The lives of fat women are not easy. (Fat, rather than obese, is the preferred term for some in the overweight community. I use both.) The chances of getting a job and progressing in a career are significantly diminished for obese women. We need more women in corporate leadership. There are scarcely any fat females in these positions. The obese, generally, face all manner of discrimination and stigma.

But there are hopeful signs that fat people and their allies are pushing back against the prejudice that surrounds them. In the past few years there have been a spate of books dealing with these issues. Two of these are Deborah Rhode's "The Beauty Bias" (2010) and Amy Farrell's "Fat Shame" (2011). They, and several others, document such discrimination and call for constructive ways to address it.

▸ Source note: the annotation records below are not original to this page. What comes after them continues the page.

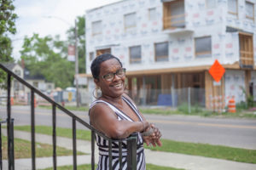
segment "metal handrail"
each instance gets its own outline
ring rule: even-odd
[[[24,79],[15,74],[13,71],[9,71],[7,67],[5,67],[3,64],[0,63],[0,68],[3,70],[7,74],[7,90],[8,90],[8,97],[7,97],[7,125],[8,125],[8,141],[10,141],[11,134],[13,134],[14,129],[9,128],[9,127],[11,126],[11,105],[10,105],[10,87],[11,87],[11,76],[15,78],[18,82],[22,83],[24,86],[27,87],[31,89],[31,139],[32,139],[32,170],[36,169],[36,150],[35,150],[35,105],[34,105],[34,95],[35,94],[38,94],[49,103],[52,105],[52,127],[53,127],[53,168],[56,169],[56,107],[62,110],[65,114],[71,116],[73,119],[73,169],[77,169],[77,150],[76,150],[76,122],[79,122],[82,125],[85,126],[91,131],[91,169],[95,169],[95,134],[97,133],[98,135],[102,136],[103,139],[108,140],[108,144],[112,144],[113,139],[104,135],[100,131],[96,130],[90,124],[78,117],[76,115],[72,113],[70,110],[67,110],[66,108],[62,107],[61,105],[51,99],[49,97],[43,94],[41,91],[29,84]],[[119,139],[119,169],[122,169],[122,142],[124,140],[127,140],[127,145],[129,145],[130,149],[127,150],[127,168],[128,170],[132,169],[135,170],[137,168],[137,159],[136,159],[136,149],[137,149],[137,138],[134,136],[130,137],[127,139]],[[112,167],[112,144],[108,144],[108,156],[109,156],[109,170],[113,169]],[[11,157],[9,156],[14,156],[14,148],[13,145],[9,145],[9,169],[14,170],[15,169],[15,158],[14,156]],[[1,159],[2,161],[2,159]]]

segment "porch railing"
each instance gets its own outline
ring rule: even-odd
[[[31,149],[32,149],[32,169],[36,169],[36,139],[35,139],[35,94],[44,98],[52,105],[52,136],[53,136],[53,169],[57,169],[57,157],[56,157],[56,107],[62,110],[65,114],[69,116],[72,119],[72,128],[73,128],[73,170],[77,169],[77,144],[76,144],[76,123],[79,122],[83,126],[86,127],[91,131],[91,169],[95,169],[95,134],[102,136],[105,139],[108,140],[108,144],[112,144],[113,139],[105,136],[101,132],[95,129],[90,124],[83,121],[81,118],[78,117],[70,110],[65,109],[61,105],[51,99],[49,97],[44,94],[38,89],[29,84],[24,79],[20,78],[19,76],[15,75],[13,71],[9,71],[3,64],[0,64],[0,68],[7,73],[7,134],[8,134],[8,164],[9,170],[15,169],[15,150],[14,143],[11,143],[14,139],[14,128],[13,127],[13,119],[11,116],[11,77],[15,78],[18,82],[22,83],[24,86],[27,87],[31,90]],[[1,128],[1,127],[0,127]],[[137,169],[137,138],[134,135],[131,135],[127,139],[119,139],[119,169],[122,169],[122,142],[127,140],[127,168],[135,170]],[[2,144],[2,141],[0,141]],[[109,169],[113,169],[112,167],[112,144],[108,146],[108,156],[109,156]],[[2,154],[2,152],[1,152]],[[2,155],[0,156],[1,165],[2,165]],[[1,167],[2,170],[2,167]]]

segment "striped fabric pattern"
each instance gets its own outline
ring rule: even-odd
[[[128,105],[133,110],[136,115],[138,116],[140,121],[143,121],[143,117],[141,116],[137,108],[136,105],[130,101],[125,97],[122,96],[122,99],[128,104]],[[94,101],[90,108],[92,108],[97,103],[104,103],[108,107],[110,107],[114,113],[117,115],[119,120],[127,120],[133,122],[133,120],[129,117],[125,113],[122,112],[119,109],[113,105],[112,104],[106,102],[104,100],[96,100]],[[90,111],[89,111],[90,113]],[[104,139],[102,137],[96,133],[96,141],[99,148],[99,162],[97,166],[97,170],[108,170],[108,141]],[[144,148],[143,148],[143,139],[140,133],[137,133],[137,170],[144,170],[146,169],[145,163],[145,155],[144,155]],[[122,169],[127,169],[127,142],[122,142]],[[119,142],[117,140],[113,140],[112,142],[112,167],[113,170],[119,169]]]

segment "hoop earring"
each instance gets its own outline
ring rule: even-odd
[[[102,93],[101,93],[101,95],[98,97],[98,88],[94,88],[93,92],[92,92],[92,95],[95,99],[98,99],[99,98],[101,98],[102,96]]]

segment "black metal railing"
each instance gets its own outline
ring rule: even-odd
[[[34,95],[38,95],[44,98],[49,103],[52,105],[52,136],[53,136],[53,169],[57,169],[57,159],[56,159],[56,107],[62,110],[65,114],[72,118],[72,128],[73,128],[73,170],[77,169],[77,144],[76,144],[76,123],[79,122],[83,126],[86,127],[91,131],[91,169],[95,169],[95,135],[97,133],[103,139],[108,140],[108,144],[112,144],[113,139],[105,136],[101,132],[95,129],[90,124],[83,121],[81,118],[78,117],[76,115],[72,113],[70,110],[62,107],[61,105],[51,99],[47,95],[44,94],[38,89],[26,82],[24,79],[20,78],[19,76],[15,75],[13,71],[9,71],[3,64],[0,64],[0,68],[7,73],[7,133],[8,133],[8,164],[9,170],[15,170],[15,150],[14,150],[14,128],[13,128],[13,119],[11,118],[11,103],[10,103],[10,92],[11,92],[11,77],[15,78],[18,82],[22,83],[24,86],[27,87],[31,90],[31,147],[32,147],[32,169],[36,169],[36,147],[35,147],[35,100]],[[1,128],[1,127],[0,127]],[[1,130],[1,129],[0,129]],[[137,169],[137,137],[136,135],[131,135],[127,139],[119,139],[119,169],[122,169],[122,142],[124,140],[127,141],[127,169]],[[0,141],[2,144],[2,141]],[[109,169],[112,170],[112,144],[108,144],[108,156],[109,156]],[[2,151],[1,151],[2,155]],[[1,156],[1,165],[2,165],[2,156]],[[1,167],[2,169],[2,167]]]

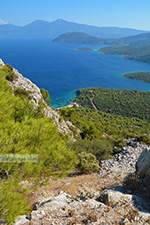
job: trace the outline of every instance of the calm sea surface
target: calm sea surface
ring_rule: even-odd
[[[93,52],[76,51],[90,47]],[[150,84],[124,78],[128,72],[148,72],[150,64],[103,55],[102,45],[53,43],[50,39],[0,39],[0,58],[38,87],[49,91],[52,107],[69,104],[75,90],[107,87],[150,91]]]

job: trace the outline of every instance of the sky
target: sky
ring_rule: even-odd
[[[0,0],[0,24],[56,19],[150,30],[150,0]]]

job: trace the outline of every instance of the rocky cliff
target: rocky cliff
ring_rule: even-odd
[[[0,59],[0,66],[1,67],[5,66],[2,59]],[[12,87],[13,91],[15,91],[17,88],[30,91],[31,102],[33,102],[34,107],[37,108],[39,102],[44,102],[40,89],[29,79],[23,77],[16,69],[14,69],[14,73],[15,79],[12,82],[8,81],[9,85]],[[67,122],[65,122],[64,120],[60,122],[59,113],[50,108],[49,106],[46,106],[44,110],[46,117],[53,119],[54,124],[57,125],[58,127],[58,130],[64,135],[69,134],[71,136],[71,139],[75,141],[73,132],[69,129]],[[69,122],[69,126],[73,126],[73,124]]]
[[[149,225],[150,199],[145,200],[129,186],[124,190],[122,185],[127,184],[129,172],[148,171],[150,161],[146,170],[144,162],[149,150],[145,149],[148,146],[131,139],[121,153],[101,163],[103,171],[99,174],[50,179],[49,185],[34,195],[37,201],[31,214],[18,218],[15,225]]]

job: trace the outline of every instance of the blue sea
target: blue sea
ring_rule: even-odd
[[[76,51],[89,47],[94,51]],[[150,64],[104,55],[104,45],[53,43],[50,39],[0,39],[0,58],[50,93],[53,108],[66,106],[79,88],[106,87],[150,91],[150,84],[122,77],[149,72]]]

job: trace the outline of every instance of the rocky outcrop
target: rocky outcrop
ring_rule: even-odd
[[[2,59],[0,59],[0,66],[5,66],[4,62],[2,61]]]
[[[103,171],[95,174],[99,183],[102,183],[103,179],[106,181],[112,177],[119,179],[120,174],[128,170],[135,171],[137,159],[146,157],[145,148],[147,148],[146,145],[136,142],[135,139],[128,140],[121,153],[111,160],[101,162]],[[141,155],[142,151],[143,156]],[[124,192],[123,186],[105,188],[102,192],[98,191],[98,187],[93,189],[93,183],[89,186],[90,188],[84,185],[80,186],[78,195],[75,196],[61,191],[55,197],[51,195],[40,198],[33,205],[31,214],[18,219],[15,225],[41,223],[63,225],[150,224],[150,202],[138,196],[138,193],[133,194],[131,189],[126,189],[127,192]]]
[[[5,65],[4,62],[0,59],[0,66],[4,65]],[[31,102],[34,104],[34,107],[37,108],[39,102],[44,102],[40,89],[29,79],[23,77],[22,74],[20,74],[16,69],[14,69],[14,73],[15,79],[12,82],[8,81],[9,85],[11,86],[13,91],[15,91],[18,88],[29,91]],[[56,112],[49,106],[45,106],[44,111],[46,117],[53,119],[54,124],[57,125],[58,130],[61,133],[63,133],[64,135],[69,134],[71,136],[71,139],[75,141],[73,132],[69,129],[67,123],[64,120],[60,121],[60,115],[58,112]],[[73,126],[71,122],[69,123],[69,125]]]
[[[150,180],[150,148],[144,149],[136,163],[136,172],[140,177]]]
[[[103,169],[103,172],[134,172],[136,162],[145,148],[148,148],[148,146],[137,142],[136,139],[129,139],[120,153],[114,155],[109,160],[101,161],[100,167]]]

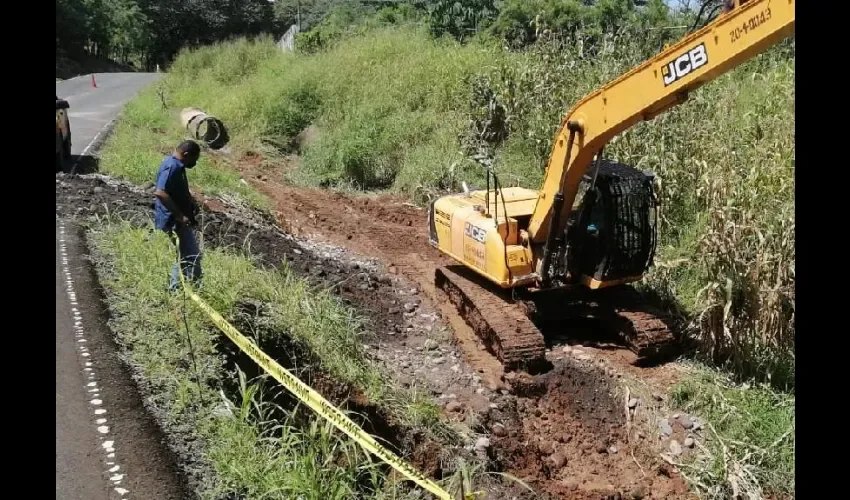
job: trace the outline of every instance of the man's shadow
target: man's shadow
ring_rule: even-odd
[[[100,159],[89,155],[71,155],[65,160],[65,168],[62,171],[66,174],[94,174],[100,171]]]

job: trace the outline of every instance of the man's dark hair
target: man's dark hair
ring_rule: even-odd
[[[177,151],[182,155],[197,156],[201,154],[201,146],[195,141],[187,140],[177,146]]]

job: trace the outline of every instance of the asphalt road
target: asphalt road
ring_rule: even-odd
[[[71,104],[74,154],[157,76],[98,74],[97,88],[90,77],[57,83],[57,94]],[[106,327],[86,253],[77,227],[57,213],[56,498],[187,498],[175,460]]]
[[[71,155],[83,155],[124,104],[160,76],[158,73],[95,73],[96,88],[91,86],[91,75],[56,82],[56,96],[71,105],[68,109]]]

And there are some interesting developments focused on young people, especially girls. There are now summer camps in Canada and the United States where comments on appearance are forbidden. Instead, campers are to focus on their activities and positive interaction with each other. The prohibition is not confined to remarks about a girl's body size but clearly does apply to this very sensitive issue.

And there is sea change in terms of clothes and fashion for large women. Gone are the days of black sacks meant to hide the shamed body as much as possible: a dress code for large women seemingly stipulated, as Lizzie Widdicombe terms it, by a "principal of a very strict all-girls school." New York and other cities are witnessing lots of fashion attention being paid to size 12 and upwards: "plus size," "full figured," "curvy." The Internet has a strong presence of bloggers dedicated to challenging conventional standards of body shape: Curvy Girl Chic, Curves and Chaos, Hey Fat Chick!, Curvy Canadian etc. A movement propelled by a fascinating mix of consumerism and activism.

What should we make of these developments? One way is to see them as just rationalizing the increase in women's obesity over the last several decades. The Internet is also alive with negative reactions to the changes suggesting that they are "celebrating obesity" and indulging in "obesity-glorification." Critics of the summer camps, described earlier, worry that they are encouraging girls, otherwise concerned about their bodies, to be in denial and to not seek the professional counselling they may need.

Another way is to see them as part of a campaign to have society accept bodies in all shapes and sizes. That acceptance can exist alongside efforts to have everyone eat/drink more nutritiously and to be more physically active. What many in the movement insist upon is the realization that a healthy diet and exercise most often will not result in sustainable weight loss: of obese people who can lose weight something like 95 per cent regain those pounds (and sometimes more) within five years. Whatever the causes and consequences of obesity, the idea that fat people can will themselves thin is a cruel myth.

Yet another is to think about what they teach us about social change. The turn in fashion, the summer camps, the blogging on the Internet confronting dictates about thinness are all happening in the market place of consumers and of ideas. They are pushing back at the stigma and prejudice that fat people, especially obese women, have endured these many years. There's a line of argument developing that we need to protect large people from discrimination by amending human rights codes to afford them explicit legal protection. At some point we may need to do that. In the meantime highlighting and supporting these developments is a good way to help obese people, especially women, resist the day in day out bias that plagues their lives.